A Hyperion, a editora de propriedade da Disney, havia publicado livros como "Heather Tem Duas Mães", e Ellen DeGeneres, cuja sitcom era exibida na subsidiária da Disney, ABC, havia se assumido lésbica. O boicote durou oito anos, menos eficaz do que os oponentes da empresa poderiam ter esperado (uma pesquisa constatou que apenas cerca de 30% dos membros da organização batista o observavam).

Mas agora o estúdio fazia parte das guerras culturais, uma fragmentação ao longo de linhas ideológicas que redesenharia a vida pública americana de novas maneiras. As crianças nos cinemas não puderam ver na época, mas aquele momento foi o fim de algo que mal tivemos tempo de conhecer: uma monocultura, uma era de clareza de marca para o Rato.

Em 2006, diante de outro estúdio de nome conhecido gerando novas lendas, a Disney adquiriu a Pixar. Em 2009, escassamente um ano depois de "Homem de Ferro" fazer sua estreia, a empresa adicionou a Marvel Entertainment à sua lista. Três anos depois, a Lucasfilm e, assim, "Star Wars" se juntaram à família. Então, em um movimento hercúleo, a Disney comprou a 20th Century Fox —um dos outros antigos e grandiosos estúdios de Hollywood— e a rebatizou de 20th Century Studios. O que conta como "o novo filme da Disney" nesse contexto?

Todas essas novas franquias significaram coisas ótimas para os cofres da empresa. Mas o século 21 trouxe mudanças que fundamentalmente remodelariam o lugar da Disney na cultura americana, bem como sua capacidade de criar novos mitos que atravessam gerações. A monocultura se fragmentou em grande parte, graças à internet, ao streaming e à era digital.

Na web, as divisões já profundas da guerra cultural se tornaram mais nítidas e arraigadas.

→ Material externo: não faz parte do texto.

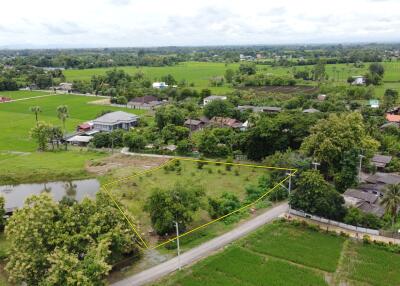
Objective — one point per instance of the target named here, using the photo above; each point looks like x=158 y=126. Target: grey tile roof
x=115 y=118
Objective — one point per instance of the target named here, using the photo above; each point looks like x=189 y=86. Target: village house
x=159 y=85
x=148 y=102
x=115 y=120
x=358 y=80
x=211 y=98
x=226 y=122
x=393 y=118
x=364 y=201
x=380 y=161
x=311 y=110
x=265 y=109
x=196 y=124
x=64 y=87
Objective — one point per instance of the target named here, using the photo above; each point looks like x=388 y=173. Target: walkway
x=203 y=250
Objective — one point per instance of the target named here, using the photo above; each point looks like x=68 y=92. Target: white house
x=115 y=120
x=160 y=85
x=358 y=80
x=211 y=98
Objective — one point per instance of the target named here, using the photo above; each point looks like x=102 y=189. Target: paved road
x=203 y=250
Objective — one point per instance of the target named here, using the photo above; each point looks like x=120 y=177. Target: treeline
x=82 y=61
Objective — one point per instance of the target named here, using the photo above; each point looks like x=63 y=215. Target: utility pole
x=290 y=185
x=360 y=166
x=178 y=246
x=316 y=164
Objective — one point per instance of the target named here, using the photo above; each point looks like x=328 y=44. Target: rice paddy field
x=199 y=73
x=308 y=257
x=193 y=72
x=16 y=119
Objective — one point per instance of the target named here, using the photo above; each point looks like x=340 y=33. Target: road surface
x=203 y=250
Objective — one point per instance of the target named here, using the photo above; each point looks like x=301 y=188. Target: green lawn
x=44 y=167
x=286 y=254
x=303 y=246
x=16 y=120
x=193 y=72
x=373 y=265
x=236 y=266
x=18 y=94
x=214 y=179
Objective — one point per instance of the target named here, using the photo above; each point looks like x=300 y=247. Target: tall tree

O ideal que a Disney promovia —um mundo onde "as pessoas podem se unir", como disse o CEO na época, Bob Chapek, em 2022— parecia mais distante do que nunca. "Minha opinião é que, quando alguém caminha pela Main Street e entra nos portões de nossos parques, eles deixam suas diferenças de lado e olham para o que têm como uma crença compartilhada na magia, esperanças, sonhos e imaginação da Disney", explicou Chapek. O que, neste ponto, soa muito como um desejo em uma estrela.

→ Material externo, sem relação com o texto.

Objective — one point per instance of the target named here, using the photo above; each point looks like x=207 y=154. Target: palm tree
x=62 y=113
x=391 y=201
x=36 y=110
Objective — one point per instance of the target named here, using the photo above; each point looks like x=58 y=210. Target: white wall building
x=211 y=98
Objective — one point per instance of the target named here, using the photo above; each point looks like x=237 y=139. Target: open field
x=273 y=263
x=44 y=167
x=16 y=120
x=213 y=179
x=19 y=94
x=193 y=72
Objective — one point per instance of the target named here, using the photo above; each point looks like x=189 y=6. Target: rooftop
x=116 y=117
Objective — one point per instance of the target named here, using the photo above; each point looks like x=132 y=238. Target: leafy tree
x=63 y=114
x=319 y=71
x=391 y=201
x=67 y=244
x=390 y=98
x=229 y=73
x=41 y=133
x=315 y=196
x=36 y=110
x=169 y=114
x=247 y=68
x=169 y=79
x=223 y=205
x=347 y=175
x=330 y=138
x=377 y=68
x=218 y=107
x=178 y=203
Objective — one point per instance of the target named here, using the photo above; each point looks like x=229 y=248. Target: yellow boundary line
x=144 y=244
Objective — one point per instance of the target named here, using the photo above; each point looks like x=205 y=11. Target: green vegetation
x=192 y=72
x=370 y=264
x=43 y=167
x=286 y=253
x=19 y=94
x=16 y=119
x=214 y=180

A questão do folclore é que ele muda à medida que o futuro se desenrola. Cada nova geração enfrenta desafios e, portanto, precisa de novas maneiras de contar histórias antigas. No entanto, a Disney, tendo recontado histórias como produto comercial, é única em sua resistência em evoluir sua linguagem. Você pode brincar no quintal da Disney —desde que compre a mercadoria autorizada da Disney, vá aos seus parques oficiais e não ultrapasse os limites. As leis de direitos autorais foram estendidas para proteger a propriedade intelectual da empresa. Se você violar as regras —por exemplo, pintando murais do Mickey Mouse nas paredes de sua creche— a empresa pode processá-lo. Esses limites sobre como os fãs podem interagir com as histórias e personagens que amam preservam uma linguagem rígida ditada de cima para baixo. Mas também impede que aqueles que desejam falar a linguagem comum participem de sua evolução.

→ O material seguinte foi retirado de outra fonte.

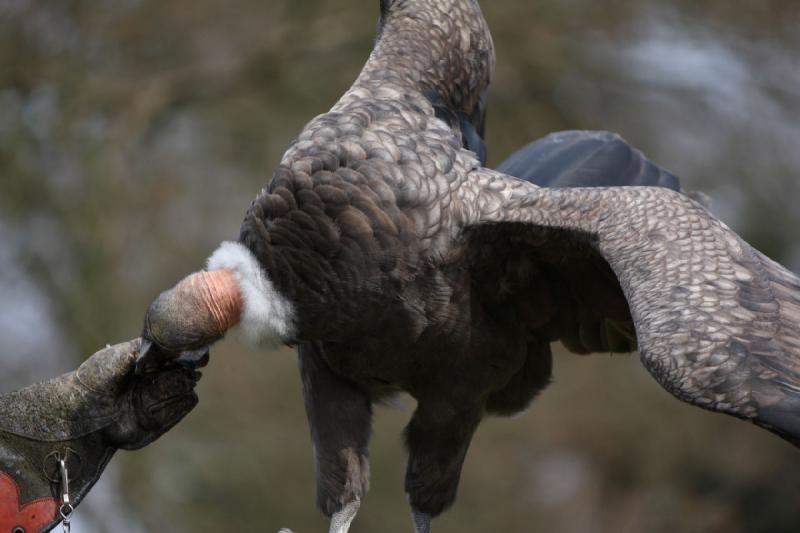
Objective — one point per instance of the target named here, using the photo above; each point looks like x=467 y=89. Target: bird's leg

As observações de Walt Disney na abertura do primeiro Disneyland, citando tanto a nostalgia quanto o futuro, ajudam a esclarecer por que as últimas ofertas de sua empresa parecem ser os suspiros de uma cultura presa em uma espiral de morte. As chamadas refilmagens em live-action, recreações laboriosamente fiéis de clássicos animados, têm pouco a oferecer em termos de reinterpretar o folclore. Elas parecem, verdadeiras ou não, como produtos de uma imaginação estagnada.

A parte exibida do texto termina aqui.